TEMPO.CO, Malang - Tiga mahasiswa Universitas Brawijaya, Malang, Jawa Timur, menciptakan obat diare khusus untuk kelinci dari daun belimbing wuluh (Averrhoa blimbi). Selama ini hewan mungil bertelinga panjang itu 'dipaksa' mengkonsumsi obat diare untuk sapi.
Ketiga mahasiswa itu adalah Rhezaldian Eka Darmawan mahasiswa Fakultas Teknik, Galuh Dianita Fitri dari Fakultas Peternakan, dan Anas Nur Hidayah asal Fakultas Perikanan dan Ilmu Kelautan. "Penelitian diawali dari keluhan peternak kelinci Karangploso," ujar Rhezaldian, Jumat 15 Januari 2015.
Dia menuturkan, kelinci merupakan hewan ternak yang mudah terserang diare. Diare menyerang terutama saat musim hujan. Obat diare baru yang diciptakan tersebut, katanya, tergolong ekonomis karena mudah menemukan daun belimbing. "Daun belimbing wuluh kaya senyawa tanin yang biasa menyusun obat diare," ujarnya.
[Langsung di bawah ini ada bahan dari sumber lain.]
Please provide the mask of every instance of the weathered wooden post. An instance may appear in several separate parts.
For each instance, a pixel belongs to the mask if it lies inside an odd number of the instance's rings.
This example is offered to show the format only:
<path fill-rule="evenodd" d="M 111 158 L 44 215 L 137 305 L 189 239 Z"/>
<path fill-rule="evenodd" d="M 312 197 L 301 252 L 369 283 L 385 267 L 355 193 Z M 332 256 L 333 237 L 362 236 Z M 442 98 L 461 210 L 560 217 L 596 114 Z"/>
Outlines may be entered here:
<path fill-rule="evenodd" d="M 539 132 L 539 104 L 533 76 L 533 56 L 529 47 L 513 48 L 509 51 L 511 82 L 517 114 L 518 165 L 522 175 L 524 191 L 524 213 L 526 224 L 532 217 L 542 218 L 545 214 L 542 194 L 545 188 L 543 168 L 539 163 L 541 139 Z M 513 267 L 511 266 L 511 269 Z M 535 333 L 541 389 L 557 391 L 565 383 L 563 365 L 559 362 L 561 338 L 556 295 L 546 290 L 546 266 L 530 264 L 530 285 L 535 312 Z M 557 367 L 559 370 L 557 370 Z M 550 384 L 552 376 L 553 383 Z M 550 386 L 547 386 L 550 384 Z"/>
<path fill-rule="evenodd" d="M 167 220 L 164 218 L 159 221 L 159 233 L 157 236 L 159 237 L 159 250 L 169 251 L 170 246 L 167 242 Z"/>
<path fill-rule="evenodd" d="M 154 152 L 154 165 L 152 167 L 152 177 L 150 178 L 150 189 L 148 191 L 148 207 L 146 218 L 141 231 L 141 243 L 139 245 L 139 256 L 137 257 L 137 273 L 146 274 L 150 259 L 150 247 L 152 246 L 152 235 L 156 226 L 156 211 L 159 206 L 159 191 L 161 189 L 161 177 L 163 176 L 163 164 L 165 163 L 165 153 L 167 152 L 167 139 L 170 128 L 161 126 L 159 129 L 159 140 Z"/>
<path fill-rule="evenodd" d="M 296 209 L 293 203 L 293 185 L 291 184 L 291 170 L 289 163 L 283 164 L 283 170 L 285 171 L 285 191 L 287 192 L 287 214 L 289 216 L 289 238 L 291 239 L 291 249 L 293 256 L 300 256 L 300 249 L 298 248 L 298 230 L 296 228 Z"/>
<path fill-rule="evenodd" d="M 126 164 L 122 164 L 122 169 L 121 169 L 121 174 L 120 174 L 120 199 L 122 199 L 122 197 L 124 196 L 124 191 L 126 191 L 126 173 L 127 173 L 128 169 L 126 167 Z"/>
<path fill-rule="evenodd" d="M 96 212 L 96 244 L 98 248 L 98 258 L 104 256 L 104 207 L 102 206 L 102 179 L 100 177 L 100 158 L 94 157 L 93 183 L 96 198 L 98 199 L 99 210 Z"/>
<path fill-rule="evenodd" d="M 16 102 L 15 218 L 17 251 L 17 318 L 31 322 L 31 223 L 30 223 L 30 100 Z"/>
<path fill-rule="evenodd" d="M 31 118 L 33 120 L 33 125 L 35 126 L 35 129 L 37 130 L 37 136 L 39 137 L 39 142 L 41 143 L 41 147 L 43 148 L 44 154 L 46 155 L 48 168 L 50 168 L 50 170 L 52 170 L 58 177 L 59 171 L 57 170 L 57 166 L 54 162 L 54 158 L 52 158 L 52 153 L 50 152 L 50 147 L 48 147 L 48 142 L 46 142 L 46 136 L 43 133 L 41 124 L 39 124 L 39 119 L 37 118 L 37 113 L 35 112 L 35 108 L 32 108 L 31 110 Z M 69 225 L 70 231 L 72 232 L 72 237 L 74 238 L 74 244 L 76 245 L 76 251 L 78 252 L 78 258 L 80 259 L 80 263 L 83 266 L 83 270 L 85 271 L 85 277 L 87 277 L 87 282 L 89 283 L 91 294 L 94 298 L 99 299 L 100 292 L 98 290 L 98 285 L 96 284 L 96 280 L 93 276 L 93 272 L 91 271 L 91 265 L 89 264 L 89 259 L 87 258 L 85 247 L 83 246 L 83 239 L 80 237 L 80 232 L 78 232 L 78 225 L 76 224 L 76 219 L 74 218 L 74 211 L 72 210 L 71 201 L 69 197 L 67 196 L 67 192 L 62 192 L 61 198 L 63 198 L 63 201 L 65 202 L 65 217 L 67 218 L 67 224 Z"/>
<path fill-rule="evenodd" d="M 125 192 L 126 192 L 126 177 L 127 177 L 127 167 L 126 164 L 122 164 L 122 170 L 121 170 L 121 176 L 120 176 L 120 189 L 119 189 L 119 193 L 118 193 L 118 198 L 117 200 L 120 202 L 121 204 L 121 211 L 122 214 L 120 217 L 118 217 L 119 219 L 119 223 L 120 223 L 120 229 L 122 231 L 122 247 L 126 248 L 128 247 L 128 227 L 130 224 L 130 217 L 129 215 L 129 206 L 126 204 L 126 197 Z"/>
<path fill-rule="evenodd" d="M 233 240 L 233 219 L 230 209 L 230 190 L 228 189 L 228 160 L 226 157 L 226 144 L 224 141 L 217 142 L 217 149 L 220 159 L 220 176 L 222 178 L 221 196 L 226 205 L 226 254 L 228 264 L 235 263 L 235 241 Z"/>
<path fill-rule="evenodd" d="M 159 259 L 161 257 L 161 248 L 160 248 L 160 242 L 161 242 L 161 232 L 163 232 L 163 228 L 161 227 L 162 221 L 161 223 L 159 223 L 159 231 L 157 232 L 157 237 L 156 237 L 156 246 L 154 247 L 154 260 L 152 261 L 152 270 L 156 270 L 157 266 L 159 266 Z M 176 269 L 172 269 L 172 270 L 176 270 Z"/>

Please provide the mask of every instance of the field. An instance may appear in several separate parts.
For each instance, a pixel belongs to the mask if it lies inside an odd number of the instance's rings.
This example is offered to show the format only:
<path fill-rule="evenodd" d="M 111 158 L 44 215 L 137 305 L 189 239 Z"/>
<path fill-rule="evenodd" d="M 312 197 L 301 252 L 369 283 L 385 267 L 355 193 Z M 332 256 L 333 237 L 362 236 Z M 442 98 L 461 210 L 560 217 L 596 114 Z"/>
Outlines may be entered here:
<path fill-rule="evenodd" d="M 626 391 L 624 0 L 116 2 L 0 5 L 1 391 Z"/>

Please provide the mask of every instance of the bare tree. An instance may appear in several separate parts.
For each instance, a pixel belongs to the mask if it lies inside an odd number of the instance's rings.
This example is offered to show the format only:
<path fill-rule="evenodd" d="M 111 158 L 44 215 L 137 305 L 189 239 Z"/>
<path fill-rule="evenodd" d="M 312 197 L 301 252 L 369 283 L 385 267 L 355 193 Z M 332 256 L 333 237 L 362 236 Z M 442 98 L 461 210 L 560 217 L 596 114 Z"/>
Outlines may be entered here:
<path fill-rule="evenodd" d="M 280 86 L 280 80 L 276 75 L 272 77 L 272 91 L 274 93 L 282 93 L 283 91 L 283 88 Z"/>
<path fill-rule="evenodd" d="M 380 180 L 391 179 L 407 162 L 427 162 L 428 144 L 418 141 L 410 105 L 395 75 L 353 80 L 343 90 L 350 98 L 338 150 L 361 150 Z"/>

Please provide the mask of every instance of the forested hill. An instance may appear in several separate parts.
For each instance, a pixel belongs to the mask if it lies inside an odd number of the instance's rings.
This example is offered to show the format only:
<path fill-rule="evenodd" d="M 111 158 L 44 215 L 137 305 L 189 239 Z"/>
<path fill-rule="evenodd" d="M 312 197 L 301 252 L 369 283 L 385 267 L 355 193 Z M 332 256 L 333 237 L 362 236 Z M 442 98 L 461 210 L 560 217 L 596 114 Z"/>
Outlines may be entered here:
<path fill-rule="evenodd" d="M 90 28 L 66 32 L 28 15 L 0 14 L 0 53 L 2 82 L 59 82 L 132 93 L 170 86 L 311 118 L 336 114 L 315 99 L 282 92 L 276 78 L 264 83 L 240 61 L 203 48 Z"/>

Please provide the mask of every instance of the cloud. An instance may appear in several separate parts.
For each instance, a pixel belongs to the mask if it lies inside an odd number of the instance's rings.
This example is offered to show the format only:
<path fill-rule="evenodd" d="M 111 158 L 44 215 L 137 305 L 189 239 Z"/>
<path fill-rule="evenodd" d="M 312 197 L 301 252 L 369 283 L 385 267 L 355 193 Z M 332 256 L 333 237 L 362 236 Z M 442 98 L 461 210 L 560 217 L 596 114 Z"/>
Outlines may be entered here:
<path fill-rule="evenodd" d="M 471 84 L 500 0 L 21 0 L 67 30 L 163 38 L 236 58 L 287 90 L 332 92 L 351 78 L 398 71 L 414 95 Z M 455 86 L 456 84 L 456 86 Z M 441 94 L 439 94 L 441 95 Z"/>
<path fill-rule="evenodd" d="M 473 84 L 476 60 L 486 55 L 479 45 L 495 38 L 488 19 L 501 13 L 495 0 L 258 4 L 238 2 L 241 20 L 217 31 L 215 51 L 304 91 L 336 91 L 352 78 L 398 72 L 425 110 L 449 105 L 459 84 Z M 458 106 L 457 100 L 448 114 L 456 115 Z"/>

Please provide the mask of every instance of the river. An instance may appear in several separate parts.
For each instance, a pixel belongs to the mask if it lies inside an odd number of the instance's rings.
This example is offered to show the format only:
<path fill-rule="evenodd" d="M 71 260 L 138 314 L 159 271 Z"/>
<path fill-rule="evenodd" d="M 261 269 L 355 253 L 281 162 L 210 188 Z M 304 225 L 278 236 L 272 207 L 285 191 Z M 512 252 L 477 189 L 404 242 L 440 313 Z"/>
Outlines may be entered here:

Sebelumnya, peternak menggunakan obat antidiare sapi untuk kelinci. Sedangkan dosis obat diare sapi terlalu besar untuk kelinci. Namun para peternak terus menggunakan obat diare sapi untuk kelinci. "Karena ketidaktahuan mereka," ujarnya.
Diare disebabkan bakteri Escherichia coli atau E.Coli an beberapa bakteri gram negatif lain. Sejumlah obat diare terbuat dari senyawa tanin. Setelah diteliti ternyata senyawa tanin juga terdapat di daun belimbing wuluh.
Dari sejumlah penelitian menyebutkan obat diare secara optimal terbuat dari 100 mililiter akuades dengan ekstrak tanin seberat 16 gram. Ramuan tersebut paling optimal menghambat pertumbuhan bakteri E.Coli. Untuk kelinci, ketiganya lalu meramunya dengan minuman dengan dosis tertentu.
Obat diare bernama Rabbit Herbal Antibiotic (Rabatic) telah diuji coba di sejumlah peternakan kelinci. Hasilnya diklaim memuaskan karena menyembuhkan diare secara total. Kelinci yang terkena diare bisa menular dan menyebabkan dehidrasi sampai kematian.
Rabatic dijual seharga Rp 19 ribu per 100 mililiter. Rencananya obat diare kelinci diproduksi massal dan dipatenkan. "Jika diproduksi massal diperkirakan harga semakin murah."